Hiawatha Bray: Corporate America Has Discovered the Blog
Dave Winer pointed out an article by Hiawatha Bray in The Boston Globe called Companies Get into the Weblog Act. This is an excellent article focusing on the evolution of the weblog concept from a hobby into a methodology that can be leveraged by serious businesses. Bray says:
An idea this useful can't be left to mere hobbyists. Companies have begun to recognize the potential power of what buffs like to call ''the blog-osphere.'' Consider: Every business needs to know what its employees know. Companies are crammed with experts on various topics whose knowledge goes to waste -- because nobody knows what they know. Now give these workers an internal corporate blog, and encourage them to use it. Let them natter away on every topic that intrigues them. Harvest and index the results. You've mapped your workers' brains. With a few keystrokes, a manager can find out who's been blogging about skiing or bowling or restoring classic cars -- just the thing when you're trying to sell something to an avid collector of '64 Mustangs. The company's hidden experts will cheerfully reveal themselves, and the firm's institutional memory gets an upgrade.

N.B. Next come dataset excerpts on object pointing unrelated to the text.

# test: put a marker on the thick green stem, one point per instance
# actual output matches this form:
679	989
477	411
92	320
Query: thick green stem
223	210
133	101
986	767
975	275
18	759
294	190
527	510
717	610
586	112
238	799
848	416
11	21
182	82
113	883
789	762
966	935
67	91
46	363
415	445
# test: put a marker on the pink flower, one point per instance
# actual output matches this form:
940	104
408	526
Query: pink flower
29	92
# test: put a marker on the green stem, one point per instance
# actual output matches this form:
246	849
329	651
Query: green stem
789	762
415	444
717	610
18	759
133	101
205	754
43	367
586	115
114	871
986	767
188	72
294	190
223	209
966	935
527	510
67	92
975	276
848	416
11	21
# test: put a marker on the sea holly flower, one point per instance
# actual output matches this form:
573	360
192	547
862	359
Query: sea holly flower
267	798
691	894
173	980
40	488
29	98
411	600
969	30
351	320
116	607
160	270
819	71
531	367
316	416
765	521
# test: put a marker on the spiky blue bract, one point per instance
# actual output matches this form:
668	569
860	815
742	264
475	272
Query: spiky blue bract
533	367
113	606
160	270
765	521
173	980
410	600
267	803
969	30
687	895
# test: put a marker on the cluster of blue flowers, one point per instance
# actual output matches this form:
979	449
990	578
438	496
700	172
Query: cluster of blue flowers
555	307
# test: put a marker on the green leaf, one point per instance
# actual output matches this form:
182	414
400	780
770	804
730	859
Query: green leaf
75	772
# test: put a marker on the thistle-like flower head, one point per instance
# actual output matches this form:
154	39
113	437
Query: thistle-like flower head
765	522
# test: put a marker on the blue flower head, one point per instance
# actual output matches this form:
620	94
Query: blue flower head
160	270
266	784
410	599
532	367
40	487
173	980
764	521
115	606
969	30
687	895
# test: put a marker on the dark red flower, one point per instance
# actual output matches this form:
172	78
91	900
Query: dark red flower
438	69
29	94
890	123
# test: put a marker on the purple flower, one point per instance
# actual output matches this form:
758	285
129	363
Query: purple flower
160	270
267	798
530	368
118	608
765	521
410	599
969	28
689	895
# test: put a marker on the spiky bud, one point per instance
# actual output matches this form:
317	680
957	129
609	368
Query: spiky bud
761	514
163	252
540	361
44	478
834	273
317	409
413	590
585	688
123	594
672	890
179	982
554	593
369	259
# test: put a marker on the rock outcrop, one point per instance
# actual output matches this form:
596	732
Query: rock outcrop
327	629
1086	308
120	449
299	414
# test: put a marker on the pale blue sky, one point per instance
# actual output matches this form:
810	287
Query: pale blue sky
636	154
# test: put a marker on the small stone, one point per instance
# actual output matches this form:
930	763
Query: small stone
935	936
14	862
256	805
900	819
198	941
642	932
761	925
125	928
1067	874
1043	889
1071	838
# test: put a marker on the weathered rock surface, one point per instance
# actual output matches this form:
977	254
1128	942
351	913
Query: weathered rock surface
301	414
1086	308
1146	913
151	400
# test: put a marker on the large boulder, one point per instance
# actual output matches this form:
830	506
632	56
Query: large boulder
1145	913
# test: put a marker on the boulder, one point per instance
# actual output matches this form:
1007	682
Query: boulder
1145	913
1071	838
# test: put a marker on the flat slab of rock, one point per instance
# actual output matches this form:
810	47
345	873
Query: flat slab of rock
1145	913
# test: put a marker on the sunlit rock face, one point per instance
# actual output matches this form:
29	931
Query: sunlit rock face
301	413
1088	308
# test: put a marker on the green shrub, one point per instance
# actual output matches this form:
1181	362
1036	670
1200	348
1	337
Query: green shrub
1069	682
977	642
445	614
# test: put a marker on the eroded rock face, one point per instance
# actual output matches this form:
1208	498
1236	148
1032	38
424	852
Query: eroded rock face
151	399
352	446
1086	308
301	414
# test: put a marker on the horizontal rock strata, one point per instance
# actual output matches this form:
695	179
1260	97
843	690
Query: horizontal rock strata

The key to successfully harnessing this movement on an Intranet is to allow it to evolve from the ground up. Trying to implement it from the top down, a process known as knowledge management, has been a hot idea in some large companies for years. The problem with knowledge management is that it has never achieved the potential that its evangelists expected.
The weblog movement, on the other hand, began modestly and is growing by leaps and bounds. Blogs can be great sources of information within a company, or a great channel of communication to a company's customers. The key success factor, more often than not, appears to be focus.
Bray cites Rock Regan, CIO of the State of Connecticut, as someone who knows how to get value out of blogging in his organization, and quotes him in the article.